With excesses building in everything from cotton to wheat, hedge funds can’t seem to get away from crop markets fast enough.
Bumper global harvests and slowing demand will push combined inventories of corn, soybeans and wheat to a record, according to U.S. government data. Those bountiful supplies prompted money managers to lower their bets on higher prices for a fifth straight week, U.S. government data show.
Trading has become more volatile as prices have dropped. The Bloomberg Agriculture Index of eight farm products has declined 17 percent this year, with the measure’s 60-day volatility reaching the highest since 2012 on Monday.
“We’ve seen the volatility in the agricultural space as of late,” said Paul Springmeyer, a Minneapolis-based senior portfolio manager at Private Client Reserve at U.S. Bank, which oversees $127 billion. “Most people are trying to rein in the risk in their portfolio, and one way of doing it is just avoiding the space.”
Combined positions across 11 agricultural products fell 21 percent to 183,929 futures and options in the week ended Aug. 18, U.S. Commodity Futures Trading Commission data show. The holdings have dropped 67 percent in five weeks.

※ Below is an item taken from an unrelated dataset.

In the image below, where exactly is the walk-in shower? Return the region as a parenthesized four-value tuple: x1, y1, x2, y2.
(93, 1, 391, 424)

Supplies expanded after the Bloomberg Agriculture Index surged to a record in 2008 amid booming demand from China. Higher prices prompted farmers to increase output, sometimes with the benefit of government subsidies. Food costs tracked by the United Nations fell for a ninth month in July, the longest slump in more than a decade.
The U.S. Department of Agriculture this month unexpectedly raised its estimates for the domestic corn and soybean crops. In France, grain supplies are so abundant that silo operators are saying they can’t store any more. In South America, declining currencies are encouraging exporters to ramp up shipments of sugar and coffee that fetch dollars in return.
Weather can wreak havoc on supply. El Nino, which could bring excessive rainfall to South America, and dryness to parts of Asia and the Pacific, is growing stronger, Australia’s Bureau of Meteorology said last week.
The results of a Midwest crop tour shows that the USDA may have overestimated the size of this year’s harvest. Corn and soybean crops will probably be smaller than forecast by the government after wet weather stunted growth, Iowa-based Pro Farmer said Friday, after a four-day tour of fields.
“People have already discounted the larger supply issues that have been there,” said Donald Selkin, who helps manage about $3 billion as chief market strategist at National Securities Corp. in New York. “Maybe they have not discounted the potential for lower yields.”
Stockpiles can help to cushion the impact of adverse weather. The USDA expects combined inventories of corn, soybeans and wheat to rise for a third straight year.
The expanding gluts in crop markets mirror a trend across raw materials. The Bloomberg Commodity Index has tumbled 18 percent this year to the lowest since 1999, with more than half of its 22 components stuck in bear markets.
“Commodity investors are under a lot of pressure right now,” said Kelly Wiesbrock, a portfolio manager at Harvest Capital Strategies in San Francisco, which oversees $2.2 billion. “It’s hard to see these factors changing materially enough to make a huge correction.”